A Real-Time Remote Respiration Measurement Method with Improved Robustness Based on a CNN Model

Abstract

Human respiration reflects meaningful information, such as one’s health and psychological state. Rates of respiration are an important indicator in medicine because they are directly related to life, death, and the onset of a serious disease. In this study, we propose a noncontact method to measure respiration. Our proposed approach uses a standard RGB camera and does not require any special equipment. Measurement is performed automatically by detecting body landmarks to identify regions of interest (RoIs). We adopt a learning model trained to measure motion and respiration by analyzing movement from RoI images for high robustness to background noise. We collected a remote respiration measurement dataset to train the proposed method and compared its measurement performance with that of representative existing methods. Experimentally, the proposed method showed a performance similar to that of existing methods in a stable environment with restricted motion.
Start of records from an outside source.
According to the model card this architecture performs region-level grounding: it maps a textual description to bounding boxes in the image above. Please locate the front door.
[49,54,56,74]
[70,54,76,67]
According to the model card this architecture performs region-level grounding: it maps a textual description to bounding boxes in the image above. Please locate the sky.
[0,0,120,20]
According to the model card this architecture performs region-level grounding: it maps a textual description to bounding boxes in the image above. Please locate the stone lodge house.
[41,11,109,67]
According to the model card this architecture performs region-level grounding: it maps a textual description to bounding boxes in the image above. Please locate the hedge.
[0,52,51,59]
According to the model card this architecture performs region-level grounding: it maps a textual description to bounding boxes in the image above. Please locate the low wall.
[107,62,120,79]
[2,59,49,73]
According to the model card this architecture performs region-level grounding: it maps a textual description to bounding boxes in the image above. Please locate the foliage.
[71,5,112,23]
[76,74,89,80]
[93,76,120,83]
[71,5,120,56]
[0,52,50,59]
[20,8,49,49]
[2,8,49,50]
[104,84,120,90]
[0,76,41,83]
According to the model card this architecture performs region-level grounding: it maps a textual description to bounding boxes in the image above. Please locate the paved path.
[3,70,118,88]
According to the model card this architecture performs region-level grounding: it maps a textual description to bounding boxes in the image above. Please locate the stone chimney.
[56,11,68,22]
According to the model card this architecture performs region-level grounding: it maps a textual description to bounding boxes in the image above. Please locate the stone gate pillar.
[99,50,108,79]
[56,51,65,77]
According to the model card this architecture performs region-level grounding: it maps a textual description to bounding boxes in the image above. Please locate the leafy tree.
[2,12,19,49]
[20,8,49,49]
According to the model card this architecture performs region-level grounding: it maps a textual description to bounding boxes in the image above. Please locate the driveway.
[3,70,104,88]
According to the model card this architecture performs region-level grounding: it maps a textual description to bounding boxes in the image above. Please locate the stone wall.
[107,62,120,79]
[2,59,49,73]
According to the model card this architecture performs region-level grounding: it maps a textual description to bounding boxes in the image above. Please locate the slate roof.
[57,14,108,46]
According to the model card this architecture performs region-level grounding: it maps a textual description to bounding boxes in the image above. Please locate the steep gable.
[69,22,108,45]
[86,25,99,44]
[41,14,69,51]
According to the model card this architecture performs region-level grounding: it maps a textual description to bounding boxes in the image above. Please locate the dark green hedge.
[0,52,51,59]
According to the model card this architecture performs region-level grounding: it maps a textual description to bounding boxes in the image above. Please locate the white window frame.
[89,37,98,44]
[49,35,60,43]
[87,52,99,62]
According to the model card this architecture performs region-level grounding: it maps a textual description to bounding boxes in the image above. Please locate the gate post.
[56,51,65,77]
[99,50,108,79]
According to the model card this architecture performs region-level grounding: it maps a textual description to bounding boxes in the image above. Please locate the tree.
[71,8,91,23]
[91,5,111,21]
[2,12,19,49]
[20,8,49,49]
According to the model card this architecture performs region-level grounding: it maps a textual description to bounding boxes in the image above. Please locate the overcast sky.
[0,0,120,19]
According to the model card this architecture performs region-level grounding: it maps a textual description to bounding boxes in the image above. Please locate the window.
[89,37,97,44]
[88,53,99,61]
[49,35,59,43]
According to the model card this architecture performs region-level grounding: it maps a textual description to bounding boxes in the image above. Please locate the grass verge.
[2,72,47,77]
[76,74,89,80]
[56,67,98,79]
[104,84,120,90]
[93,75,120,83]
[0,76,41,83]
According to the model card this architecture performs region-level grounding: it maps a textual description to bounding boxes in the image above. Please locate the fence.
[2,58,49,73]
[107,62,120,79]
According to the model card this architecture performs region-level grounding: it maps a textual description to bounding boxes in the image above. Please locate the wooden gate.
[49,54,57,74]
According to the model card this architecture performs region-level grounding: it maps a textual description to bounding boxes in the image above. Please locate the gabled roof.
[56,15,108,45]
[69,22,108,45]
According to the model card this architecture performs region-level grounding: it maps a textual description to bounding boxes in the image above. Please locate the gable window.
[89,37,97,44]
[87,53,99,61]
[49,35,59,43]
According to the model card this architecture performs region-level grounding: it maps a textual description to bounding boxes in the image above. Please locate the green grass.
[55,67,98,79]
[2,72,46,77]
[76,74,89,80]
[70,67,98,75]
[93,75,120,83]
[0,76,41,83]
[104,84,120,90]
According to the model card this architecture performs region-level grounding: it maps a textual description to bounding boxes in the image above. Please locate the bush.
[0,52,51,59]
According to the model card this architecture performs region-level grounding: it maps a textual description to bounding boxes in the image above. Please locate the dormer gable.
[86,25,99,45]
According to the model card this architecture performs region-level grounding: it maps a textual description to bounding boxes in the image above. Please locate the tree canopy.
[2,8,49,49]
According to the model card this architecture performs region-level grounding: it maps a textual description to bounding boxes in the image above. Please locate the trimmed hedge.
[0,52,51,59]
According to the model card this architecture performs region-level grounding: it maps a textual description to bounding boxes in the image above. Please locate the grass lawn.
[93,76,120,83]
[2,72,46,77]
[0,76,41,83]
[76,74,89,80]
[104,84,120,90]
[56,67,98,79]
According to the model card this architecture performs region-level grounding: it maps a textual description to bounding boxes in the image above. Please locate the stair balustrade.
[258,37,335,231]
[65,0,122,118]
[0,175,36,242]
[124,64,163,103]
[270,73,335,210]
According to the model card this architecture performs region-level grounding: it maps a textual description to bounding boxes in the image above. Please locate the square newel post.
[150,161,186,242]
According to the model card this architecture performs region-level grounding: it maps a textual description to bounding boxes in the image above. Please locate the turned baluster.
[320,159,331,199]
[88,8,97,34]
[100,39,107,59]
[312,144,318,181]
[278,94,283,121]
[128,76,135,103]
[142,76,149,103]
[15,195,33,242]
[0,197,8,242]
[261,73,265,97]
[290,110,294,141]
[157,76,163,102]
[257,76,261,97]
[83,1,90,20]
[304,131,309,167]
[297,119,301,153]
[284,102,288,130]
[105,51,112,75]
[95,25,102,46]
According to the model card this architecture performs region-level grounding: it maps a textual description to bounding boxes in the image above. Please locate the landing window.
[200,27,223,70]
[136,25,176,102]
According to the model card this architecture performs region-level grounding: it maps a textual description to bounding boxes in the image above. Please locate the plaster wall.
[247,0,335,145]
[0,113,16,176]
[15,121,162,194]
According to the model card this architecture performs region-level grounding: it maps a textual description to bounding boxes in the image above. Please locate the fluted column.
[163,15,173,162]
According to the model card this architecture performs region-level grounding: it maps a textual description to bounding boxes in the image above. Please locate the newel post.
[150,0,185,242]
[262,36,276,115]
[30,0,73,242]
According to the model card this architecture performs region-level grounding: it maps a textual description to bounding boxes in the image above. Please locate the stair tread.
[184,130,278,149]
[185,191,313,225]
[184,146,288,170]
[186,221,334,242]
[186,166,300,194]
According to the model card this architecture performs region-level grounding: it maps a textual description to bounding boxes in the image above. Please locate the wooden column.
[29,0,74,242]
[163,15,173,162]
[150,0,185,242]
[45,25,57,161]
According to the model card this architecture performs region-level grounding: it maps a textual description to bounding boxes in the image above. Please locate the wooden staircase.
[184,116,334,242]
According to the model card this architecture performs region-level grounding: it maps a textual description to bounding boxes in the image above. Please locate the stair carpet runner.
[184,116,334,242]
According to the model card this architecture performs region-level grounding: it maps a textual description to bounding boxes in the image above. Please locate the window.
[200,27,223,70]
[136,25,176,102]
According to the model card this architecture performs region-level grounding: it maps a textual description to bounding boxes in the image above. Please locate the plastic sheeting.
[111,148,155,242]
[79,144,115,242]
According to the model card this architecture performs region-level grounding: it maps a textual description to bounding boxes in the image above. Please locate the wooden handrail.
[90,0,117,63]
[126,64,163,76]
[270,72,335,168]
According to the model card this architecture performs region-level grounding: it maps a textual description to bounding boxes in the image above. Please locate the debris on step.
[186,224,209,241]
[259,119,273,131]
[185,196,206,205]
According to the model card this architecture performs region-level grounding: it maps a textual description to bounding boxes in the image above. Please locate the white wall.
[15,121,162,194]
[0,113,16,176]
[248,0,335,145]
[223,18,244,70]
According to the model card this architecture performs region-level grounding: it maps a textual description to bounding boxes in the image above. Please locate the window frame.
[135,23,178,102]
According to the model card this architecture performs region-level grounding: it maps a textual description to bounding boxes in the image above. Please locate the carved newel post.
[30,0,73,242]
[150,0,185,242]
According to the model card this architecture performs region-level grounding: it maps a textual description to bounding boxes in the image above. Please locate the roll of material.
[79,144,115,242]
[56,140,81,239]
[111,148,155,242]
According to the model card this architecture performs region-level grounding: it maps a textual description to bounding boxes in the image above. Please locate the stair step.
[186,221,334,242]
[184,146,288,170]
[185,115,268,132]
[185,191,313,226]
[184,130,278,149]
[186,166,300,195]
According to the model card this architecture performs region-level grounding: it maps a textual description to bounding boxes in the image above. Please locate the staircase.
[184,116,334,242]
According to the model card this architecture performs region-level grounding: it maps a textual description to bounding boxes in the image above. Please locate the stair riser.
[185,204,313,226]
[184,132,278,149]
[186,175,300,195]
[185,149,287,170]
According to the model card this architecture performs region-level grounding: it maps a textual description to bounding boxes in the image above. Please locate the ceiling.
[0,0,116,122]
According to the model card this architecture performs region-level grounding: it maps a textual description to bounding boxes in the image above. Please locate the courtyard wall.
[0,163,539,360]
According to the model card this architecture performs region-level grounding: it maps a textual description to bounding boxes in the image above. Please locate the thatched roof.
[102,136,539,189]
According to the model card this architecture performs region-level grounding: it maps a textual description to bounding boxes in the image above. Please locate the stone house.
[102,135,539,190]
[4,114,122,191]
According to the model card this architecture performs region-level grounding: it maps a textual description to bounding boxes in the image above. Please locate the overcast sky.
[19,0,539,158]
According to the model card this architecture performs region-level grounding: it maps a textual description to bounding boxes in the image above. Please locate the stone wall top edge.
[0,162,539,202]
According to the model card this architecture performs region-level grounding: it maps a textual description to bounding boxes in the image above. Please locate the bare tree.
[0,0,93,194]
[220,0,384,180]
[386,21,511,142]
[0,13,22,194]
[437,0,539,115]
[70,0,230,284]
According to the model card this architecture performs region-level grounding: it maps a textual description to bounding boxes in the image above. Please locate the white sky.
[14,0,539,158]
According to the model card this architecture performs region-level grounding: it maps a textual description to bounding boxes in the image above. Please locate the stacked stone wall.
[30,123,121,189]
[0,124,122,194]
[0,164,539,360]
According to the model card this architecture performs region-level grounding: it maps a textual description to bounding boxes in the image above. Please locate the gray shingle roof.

However, its performance was significantly improved compared to existing methods owing to its robustness to motion noise. In an environment with partial occlusion and small body movement, the error of the existing methods was 4–8 bpm, whereas the error of our proposed method was around 0.1 bpm. In addition, by measuring the time required to perform each step of the respiration measurement process, we confirmed that the proposed method can be implemented in real time at over 30 FPS using only a standard CPU. Since the proposed approach shows state-of-the-art accuracy with the error of 0.1 bpm in the wild, it can be expanded to various applications, such as medicine, home healthcare, emotional marketing, forensic investigation, and fitness in future research.